Notebook

Signed Cumulative Distribution Transform Nearest Local Subspace (SCDT-NLS) Classifier¶

This tutorial will demonstrate how to use the SCDT-NLS classifier from the PyTransKit package to classify 1D signals.

Class:: SCDT_NLS¶

Functions:

Constructor function: scdt_nls_obj = SCDT_NLS(num_classes, rm_edge)

 Inputs:
 ----------------
 num_classes : integer value
     totale number of classes in the dataset.
 rm_edge : [optional] boolean 
     IF TRUE the first and last points of CDTs will be removed.

 Outputs:
 ----------------
 scdt_nls_obj : class object
     Instance of the class SCDT_NLS.

Fit function: scdt_nls_obj.fit(Xtrain, Ytrain, Ttrain)

 Inputs:
 ----------------
 Xtrain : array-like, shape (n_samples, n_columns)
     1D data for training.
 Ytrain : ndarray of shape (n_samples,)
     Labels of the training samples.
 Ttrain : [optional] array-like, shape (n_samples, n_columns)
     domain for corresponding training signals.

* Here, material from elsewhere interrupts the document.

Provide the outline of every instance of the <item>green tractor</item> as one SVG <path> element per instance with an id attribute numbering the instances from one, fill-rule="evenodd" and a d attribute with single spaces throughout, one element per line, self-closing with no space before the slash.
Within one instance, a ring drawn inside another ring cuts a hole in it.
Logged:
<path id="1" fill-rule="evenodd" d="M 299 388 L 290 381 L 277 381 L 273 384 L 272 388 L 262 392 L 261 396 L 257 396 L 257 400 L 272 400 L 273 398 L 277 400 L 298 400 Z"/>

Predict function: preds = scdt_nls_obj.predict(Xtest, Ttest, k, N)

 Inputs:
 ----------------
 Xtest : array-like, shape (n_samples, n_columns)
     1D data for testing.
 Ttest : [optional] array-like, shape (n_samples, n_columns)
     domain for corresponding test signals.
 k : [Optional] pre-tuned parameter 
     number of closest points to test sample
 N : [Optional] pre-tuned parameter 
     number of sinusoidal bases used for subspace enrrichment

 Outputs:
 ----------------
 preds : 1d array, shape (n_samples,)
    Predicted labels for test samples.

Example¶

The following example will demonstrate how to:

create and initialize an instance of the class SCDT_NLS
train the model using 1D signals
apply the model to predict calss labels of the test 1D samples

In this example we have used a synthetic dataset (1D). The dataset contains three classes, each containing data generated from two templates.

Import python libraries¶

In [1]:

import numpy as np
from numpy import interp
import math
import matplotlib.pyplot as plt
from scipy.linalg import lstsq
from scipy import signal
import random

import sys
sys.path.append('../')
from pytranskit.classification.utils import *

Import SCDT-NLS class from PyTransKit package¶

In [2]:

from pytranskit.classification.scdt_nls import SCDT_NLS

Define a six template signals (three classes each with two templates)¶

In [3]:

def signal_gabor_phi1(t):
    w = 25
    s1 = np.real(math.pi**-0.25 * np.exp(2*math.pi*1j*w*(t-0.5)) * np.exp(-250*((t-0.5)**2)))
    return s1

def signal_gabor_phi2(t):
    w = 25
    s1 = (np.real(math.pi**-0.25 * np.exp(2*math.pi*1j*w*(t-0.35)) * np.exp(-250*((t-0.35)**2)))
          +0.25*np.real(math.pi**-0.25 * np.exp(2*math.pi*1j*w*(t-0.7)) * np.exp(-250*((t-0.7)**2))) )
    return s1

def signal_sawtooth_phi1(t):
    s2 = signal.sawtooth(2 * np.pi * 15 * (t-0.5))* np.exp(-250*((t-0.5)**2))
    return s2

def signal_sawtooth_phi2(t):
    s2 = (signal.sawtooth(2 * np.pi * 15 * (t-0.35))* np.exp(-250*((t-0.35)**2))
          +0.25*signal.sawtooth(2 * np.pi * 15 * (t-0.7))* np.exp(-250*((t-0.7)**2)) )
    return s2

def signal_square_phi1(t):
    s3 = signal.square(2 * np.pi * 15 * (t-0.5))*np.exp(-250*((t-0.5)**2))
    return s3

def signal_square_phi2(t):
    s3 = (signal.square(2 * np.pi * 15 * (t-0.35))*np.exp(-250*((t-0.35)**2)) 
    + 0.2*signal.square(2 * np.pi * 15 * (t-0.70))*np.exp(-250*((t-0.70)**2)))
    return s3

Generate template signals for three classes¶

In [4]:

N = 300  # number of discrete samples per signal

## Define a set of signals
t = np.linspace(0.,1.,N)

s_template = []

s_template.append(signal_gabor_phi1(t))
s_template.append(signal_gabor_phi2(t))

s_template.append(signal_sawtooth_phi1(t))
s_template.append(signal_sawtooth_phi2(t))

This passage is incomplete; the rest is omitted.